Samsung unveiled new smartphones with largely unchanged designs and incremental improvements such as a better camera — accompanied by a second annual price increase for many customers.
The static design of the new Galaxy S9 underscores both the slowing pace of smartphone innovation and the extent to which other manufacturers, particularly Apple, have caught up with Samsung features that once stood out. That includes everything from edge-to-edge screens to facial recognition to a water-resistant body.
The new phone's biggest selling point is a collection of minor improvements to its camera, which is already among the best in the smartphone business . The S9 promises even better low-light shots, while offering a video mode that appears to freeze fast-moving objects, matching a feature in some Sony phones. The S9 can automatically detect when there's high-speed motion to record, such as a cork popping off a bottle of champagne. A fifth of a second of video gets stretched out into six seconds.
While single features like this aren't likely to drive buying decisions, the slow-motion effect could be "the kind of thing that will get a lot of attention," said Bob O'Donnell of the research firm Technalysis.
For the first time in a major phone, the S9 will let you change the camera's aperture to let in more light, making for better images in dark settings.
But analyst Carolina Milanesi of Creative Strategies warns that despite the improvements, the new camera is competing with already good cameras in earlier Samsung phones.
Nonetheless, you may have to pay more, though nothing quite at the level of last year's $100 price hikes for the Galaxy S8. In the U.S., Verizon, AT&T and Sprint are raising prices from what the S8 cost at launch — to nearly $800 for the regular-size S9 and more than $900 for the larger S9 Plus. As people hold onto phones longer before upgrading, price hikes let manufacturers and carriers make up for lost revenue.
Some of the increases will be offset with promotions. And T-Mobile will cut prices from last year's models.
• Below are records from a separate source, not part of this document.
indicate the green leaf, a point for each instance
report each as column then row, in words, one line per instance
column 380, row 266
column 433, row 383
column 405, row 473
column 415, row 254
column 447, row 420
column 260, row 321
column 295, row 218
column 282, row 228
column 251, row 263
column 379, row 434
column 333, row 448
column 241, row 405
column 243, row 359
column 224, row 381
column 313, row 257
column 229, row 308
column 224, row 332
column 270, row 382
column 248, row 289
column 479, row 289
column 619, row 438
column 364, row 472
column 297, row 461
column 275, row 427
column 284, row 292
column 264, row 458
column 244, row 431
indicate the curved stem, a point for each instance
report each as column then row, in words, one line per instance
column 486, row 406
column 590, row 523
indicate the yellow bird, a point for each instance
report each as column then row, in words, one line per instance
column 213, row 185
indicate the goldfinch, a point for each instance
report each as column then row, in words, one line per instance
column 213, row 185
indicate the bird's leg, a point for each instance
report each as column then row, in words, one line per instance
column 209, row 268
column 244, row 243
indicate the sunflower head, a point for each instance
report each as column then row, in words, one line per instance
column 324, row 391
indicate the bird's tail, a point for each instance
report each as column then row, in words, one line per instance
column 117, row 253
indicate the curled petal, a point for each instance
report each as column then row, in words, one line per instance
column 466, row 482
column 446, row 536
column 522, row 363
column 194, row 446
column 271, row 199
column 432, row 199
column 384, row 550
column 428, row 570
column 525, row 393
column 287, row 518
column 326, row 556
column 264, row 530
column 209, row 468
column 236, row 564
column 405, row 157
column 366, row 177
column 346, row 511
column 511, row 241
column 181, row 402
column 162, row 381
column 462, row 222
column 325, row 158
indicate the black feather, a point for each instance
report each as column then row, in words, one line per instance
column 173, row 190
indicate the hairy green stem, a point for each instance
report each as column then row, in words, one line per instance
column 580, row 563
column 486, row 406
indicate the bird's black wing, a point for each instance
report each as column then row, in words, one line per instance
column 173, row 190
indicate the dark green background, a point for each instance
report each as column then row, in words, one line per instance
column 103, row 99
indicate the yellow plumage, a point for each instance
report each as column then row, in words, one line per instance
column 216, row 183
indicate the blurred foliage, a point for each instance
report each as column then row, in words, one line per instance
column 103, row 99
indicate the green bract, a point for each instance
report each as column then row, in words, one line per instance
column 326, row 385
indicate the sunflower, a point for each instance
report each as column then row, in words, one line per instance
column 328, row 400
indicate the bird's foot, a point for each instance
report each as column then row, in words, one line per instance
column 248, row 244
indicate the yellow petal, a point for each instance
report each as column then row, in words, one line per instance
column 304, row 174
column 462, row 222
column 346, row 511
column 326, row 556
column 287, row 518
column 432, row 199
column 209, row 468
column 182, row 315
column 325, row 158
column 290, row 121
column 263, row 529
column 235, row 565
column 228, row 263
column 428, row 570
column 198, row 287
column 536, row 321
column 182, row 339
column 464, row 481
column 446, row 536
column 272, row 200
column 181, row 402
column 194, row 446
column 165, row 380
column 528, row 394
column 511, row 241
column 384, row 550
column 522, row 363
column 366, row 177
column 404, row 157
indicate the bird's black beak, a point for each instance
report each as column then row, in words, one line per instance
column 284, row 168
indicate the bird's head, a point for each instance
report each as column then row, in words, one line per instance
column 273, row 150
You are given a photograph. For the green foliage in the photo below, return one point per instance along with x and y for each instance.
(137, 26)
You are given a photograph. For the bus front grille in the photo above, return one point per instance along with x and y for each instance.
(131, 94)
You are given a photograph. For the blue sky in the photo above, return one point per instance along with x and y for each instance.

You can also buy unlocked versions more cheaply directly from Samsung — $720 for the S9 and $840 for the S9 Plus — though most people in the U.S. buy through their carriers.
The new phones were unveiled Sunday in Barcelona, Spain, and will be available March 16. Advance orders begin this Friday.
Here are some additional things to know:
— UNCHANGED: The S9 features the same screen, same virtual home button and same battery capacity as the S8. Samsung did move the fingerprint sensor on the back to reduce smears on the camera lens.
— A SECOND LENS: The camera on the Plus model now has a second lens with twice the magnification, a feature already available in Samsung's Galaxy Note 8 and some iPhones. This means sharper close-ups.
— FUN WITH SELFIES: Snap a selfie, and Samsung's software will turn that into an emoji version of you for sharing. It's usually a static image, though you can produce an animated version — much like the iPhone X's Animoji feature.
— VISUAL ASSISTANT: Samsung's Bixby digital assistant mimics a similar Google feature that pulls up information on landmarks or other items you've just photographed. New Bixby capabilities let it instantly translate signs (point the camera, and the phone replaces the sign's text in a matching color and font) and provide nutritional info for that restaurant meal you're splurging on.